Implemented the K-means clustering algorithm using the MapReduce framework, coordinating mappers for parallel processing and reducers for result aggregation. Integrated iterative detection to halt processing upon convergence and ensured fault tolerance by reassigning tasks during failures, achieving a 99% task completion rate.

Tech Stack

Python Protobuf  gRPC

Implementation Details

  1. Master

    • Responsible for running and communicating with other components in the system.
    • Requires the following parameters as input:
      • Number of mappers (M)
      • Number of reducers (R)
      • Number of centroids (K)
      • Number of iterations for K-Means (program stops if the algorithm converges before)
      • Other necessary information
  2. Input Split (invoked by master)

    • The master divides the input data into smaller chunks for parallel processing by mappers.
    • Each mapper processes a different chunk, with the master attempting to split the data equally based on the number of mappers.
  3. Map (invoked by mapper)

    • Applies the Map function to each input split to generate intermediate key-value pairs.
    • Each mapper reads its assigned input split independently.
    • Inputs to the Map function:
      • Input split assigned by the master
      • List of centroids from the previous iteration
      • Other necessary information
    • Output from the Map function:
      • Key: Index of the nearest centroid to the data point
      • Value: The data point itself
    • The output is passed to the partition function and written to a partition file in the mapper’s directory.
    • Mappers run in parallel as separate processes.
  4. Partition (invoked by mapper)

    • Partitions the output of the Map function into smaller partitions.
    • Ensures:
      • All key-value pairs for the same key go to the same partition file.
      • Different keys are distributed equally among partitions (e.g., using key % num_reducers).
    • Each mapper creates M*R partitions in total.
  5. Shuffle and Sort (invoked by reducer)

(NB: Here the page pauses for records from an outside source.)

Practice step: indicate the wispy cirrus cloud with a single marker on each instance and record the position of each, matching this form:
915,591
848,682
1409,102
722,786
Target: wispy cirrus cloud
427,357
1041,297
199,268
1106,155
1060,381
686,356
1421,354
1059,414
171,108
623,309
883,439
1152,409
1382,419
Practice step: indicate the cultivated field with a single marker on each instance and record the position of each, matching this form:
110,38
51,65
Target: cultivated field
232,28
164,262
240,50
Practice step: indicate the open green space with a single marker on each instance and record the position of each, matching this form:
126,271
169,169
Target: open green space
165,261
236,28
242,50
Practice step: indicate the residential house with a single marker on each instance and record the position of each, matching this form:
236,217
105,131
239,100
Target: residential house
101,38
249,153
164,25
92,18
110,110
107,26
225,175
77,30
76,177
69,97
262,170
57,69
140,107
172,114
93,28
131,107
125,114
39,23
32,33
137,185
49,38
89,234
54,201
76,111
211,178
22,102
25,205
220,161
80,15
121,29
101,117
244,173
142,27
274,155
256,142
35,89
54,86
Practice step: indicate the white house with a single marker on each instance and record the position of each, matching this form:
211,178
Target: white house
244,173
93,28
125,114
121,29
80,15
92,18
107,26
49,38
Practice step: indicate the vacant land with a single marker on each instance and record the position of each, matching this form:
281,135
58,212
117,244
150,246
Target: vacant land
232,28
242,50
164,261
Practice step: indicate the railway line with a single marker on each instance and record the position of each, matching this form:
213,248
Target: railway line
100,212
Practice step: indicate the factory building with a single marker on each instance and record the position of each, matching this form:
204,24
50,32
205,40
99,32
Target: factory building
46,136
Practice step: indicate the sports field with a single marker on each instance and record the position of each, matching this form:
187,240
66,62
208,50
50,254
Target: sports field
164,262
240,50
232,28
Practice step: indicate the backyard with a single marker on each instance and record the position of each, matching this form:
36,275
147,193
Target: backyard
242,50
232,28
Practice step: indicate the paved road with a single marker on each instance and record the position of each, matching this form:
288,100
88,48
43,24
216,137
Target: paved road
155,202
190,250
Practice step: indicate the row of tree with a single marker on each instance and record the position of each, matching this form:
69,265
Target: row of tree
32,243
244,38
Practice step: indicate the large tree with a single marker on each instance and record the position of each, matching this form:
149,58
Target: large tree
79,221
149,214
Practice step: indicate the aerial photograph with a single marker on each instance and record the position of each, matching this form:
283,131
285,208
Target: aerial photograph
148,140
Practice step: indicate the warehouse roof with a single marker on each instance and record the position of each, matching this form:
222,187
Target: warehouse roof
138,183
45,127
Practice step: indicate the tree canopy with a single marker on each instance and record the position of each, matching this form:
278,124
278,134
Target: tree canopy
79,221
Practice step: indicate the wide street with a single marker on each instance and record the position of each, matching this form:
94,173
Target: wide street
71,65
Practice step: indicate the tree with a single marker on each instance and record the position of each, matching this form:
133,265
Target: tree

    • Sorts intermediate key-value pairs by key and groups values belonging to the same key.
    • Sends key-value pairs to reducers based on the key.
  6. Reduce (invoked by reducer)

    • Receives intermediate key-value pairs, applies shuffle & sort, and produces final key-value pairs.
    • Input to the reduce function:
      • Key: Centroid ID
      • Value: List of all data points belonging to this centroid ID
      • Other necessary information
    • Output of the reduce function:
      • Key: Centroid ID
      • Value: Updated Centroid
    • Each reducer runs as a separate process and writes output to its directory.
  7. Centroid Compilation (invoked by master)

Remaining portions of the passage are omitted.